While I do love the time-honored story, I prefer more creative hamantaschen. Last year my hamantaschen featured a filling reminiscent of charoset, with a dash of chocolate. This year, chocolate is at center stage; I went for the jar of Nutella, sitting in my pantry just begging to be part of the fun. The result is a sweet, not-too-thick dough (pâte sucrée to Francophiles) surrounding a Nutella brownie-cookie center.
By the way, if you prefer a more traditional but still creative bent or just don’t do chocolate, try my apricot-filled hamantaschen. Slightly more adventurous but still fruit-based is my apple pie hamantaschen. If you’re nut-free but still like chocolate, I’d recommend Jenn Segal’s nut-free chocolate filling.
While the dough recipe is close to the one I used in the past I learned a few tricks to simplify the dough making from Rose Levy Beranbaum, in her book, The Baking Bible. The Nutella center for the hamantaschen is an adaptation of my Nutella cookie recipe.
And now for the tips. After all, making hamantaschen may be second nature to some, but for the hamantaschen novice, they can be intimidating.
Tips for Making Great Hamantaschen
- Keep the dough and filling cool. Chilling is key. Keep the dough and filling chilled.
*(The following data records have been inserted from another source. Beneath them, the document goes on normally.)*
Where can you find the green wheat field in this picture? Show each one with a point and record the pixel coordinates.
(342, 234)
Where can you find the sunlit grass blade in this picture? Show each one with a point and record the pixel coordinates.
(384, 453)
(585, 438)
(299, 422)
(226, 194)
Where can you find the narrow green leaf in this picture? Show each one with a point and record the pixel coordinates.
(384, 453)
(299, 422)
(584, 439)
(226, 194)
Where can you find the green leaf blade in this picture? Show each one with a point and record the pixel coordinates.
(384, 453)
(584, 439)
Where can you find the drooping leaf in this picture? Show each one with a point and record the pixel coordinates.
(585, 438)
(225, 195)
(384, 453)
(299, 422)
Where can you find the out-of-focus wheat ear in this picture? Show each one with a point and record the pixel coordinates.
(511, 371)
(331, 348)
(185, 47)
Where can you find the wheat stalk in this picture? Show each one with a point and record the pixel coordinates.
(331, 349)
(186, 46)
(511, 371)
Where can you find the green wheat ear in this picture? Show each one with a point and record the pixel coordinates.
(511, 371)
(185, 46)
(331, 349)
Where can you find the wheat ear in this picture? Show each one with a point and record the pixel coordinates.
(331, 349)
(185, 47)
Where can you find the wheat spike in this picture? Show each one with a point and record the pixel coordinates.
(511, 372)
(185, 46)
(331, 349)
If you have to chill the dough or filling in-between, or if your kitchen is hot and the dough and/or filling is getting warm, chill. Figure that the default is to chill as often and as long as necessary to keep them cool. If you have time, it even helps to chill hamantaschen after you form them, before baking.
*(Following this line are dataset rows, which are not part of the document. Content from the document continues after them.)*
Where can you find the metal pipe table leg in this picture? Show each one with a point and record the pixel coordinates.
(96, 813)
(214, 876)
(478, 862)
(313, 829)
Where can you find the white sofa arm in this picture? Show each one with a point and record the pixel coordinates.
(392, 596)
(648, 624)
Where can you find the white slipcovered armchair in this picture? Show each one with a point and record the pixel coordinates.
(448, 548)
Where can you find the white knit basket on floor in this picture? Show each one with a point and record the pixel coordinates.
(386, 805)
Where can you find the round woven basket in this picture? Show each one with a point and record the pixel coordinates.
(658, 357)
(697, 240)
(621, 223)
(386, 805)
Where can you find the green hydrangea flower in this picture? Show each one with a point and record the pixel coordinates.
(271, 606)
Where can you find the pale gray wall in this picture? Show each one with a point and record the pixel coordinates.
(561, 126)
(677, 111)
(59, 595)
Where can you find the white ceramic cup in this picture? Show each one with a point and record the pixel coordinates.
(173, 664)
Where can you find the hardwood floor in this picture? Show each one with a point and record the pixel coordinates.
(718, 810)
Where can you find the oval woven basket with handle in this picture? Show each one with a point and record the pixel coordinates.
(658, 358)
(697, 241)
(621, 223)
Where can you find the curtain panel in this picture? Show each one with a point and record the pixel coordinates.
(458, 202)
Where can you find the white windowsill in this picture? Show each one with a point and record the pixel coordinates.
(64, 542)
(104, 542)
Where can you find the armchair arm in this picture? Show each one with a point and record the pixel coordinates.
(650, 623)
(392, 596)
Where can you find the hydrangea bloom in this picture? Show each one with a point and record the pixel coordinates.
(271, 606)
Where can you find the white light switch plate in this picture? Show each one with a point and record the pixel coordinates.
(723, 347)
- Remember the egg wash. Although it may seem like a frill, egg wash is critical. Besides making outside shiny and darker than it would be without egg wash, the egg wash acts as glue when you paint the outer edge of the dough circle before pressing the three corners together.
- Don’t overfill hamanataschen. No matter how tempted you are to add more filling, don’t do it.
- A firm but gentle touch is key to forming hamantaschen. After putting the ball of Nutella in the center of the circle of dough, press it down firmly but gently. Also do the same for the three tips of dough. I like to press and then go back over the tips and press them again. If you haven’t pressed the Nutella down and the tips of dough together, the hamantaschen will still taste delicious. But the tips will open up and the cookies will look rather misshapen.
These delicious nutella-filled hamantaschen have a traditional dough surrounding a nutella cookie-like center. Perfect for Purim or anytime you want an unusual nutella cookie.
- 2 cups all-purpose flour 8 & 1/2 oz/240 g
- 2 pinches salt
- 1/8 teaspoon baking powder
- 1 large egg
- 1 teaspoon vanilla
- 1/4 cup sour cream 2 oz/57 g
- 1/2 cup sugar 3 & 1/2 oz/99g (I use 1/4 cup white & 1/4 cup Turbinado or raw sugar.)
- 8 tablespoons unsalted butter, chilled, and cut into 8 chunks 1 stick/1/4 pound/4oz/113 g
- 1 cup Nutella 10 & 1/2 oz/296 g
- 1 cup minus 1 tablespoon flour 4 oz/113 g
- 1/2 cup sugar 3 & 1/2 oz/99 g
- 1 egg, mixed with 1 tablespoon water
- 1 egg, mixed with 1 & 1/2 – 2 teaspoons water
Whisk the flour, salt, and baking powder together in the medium-sized bowl and set aside. Mix the egg, vanilla, and sour cream in the small bowl and set aside.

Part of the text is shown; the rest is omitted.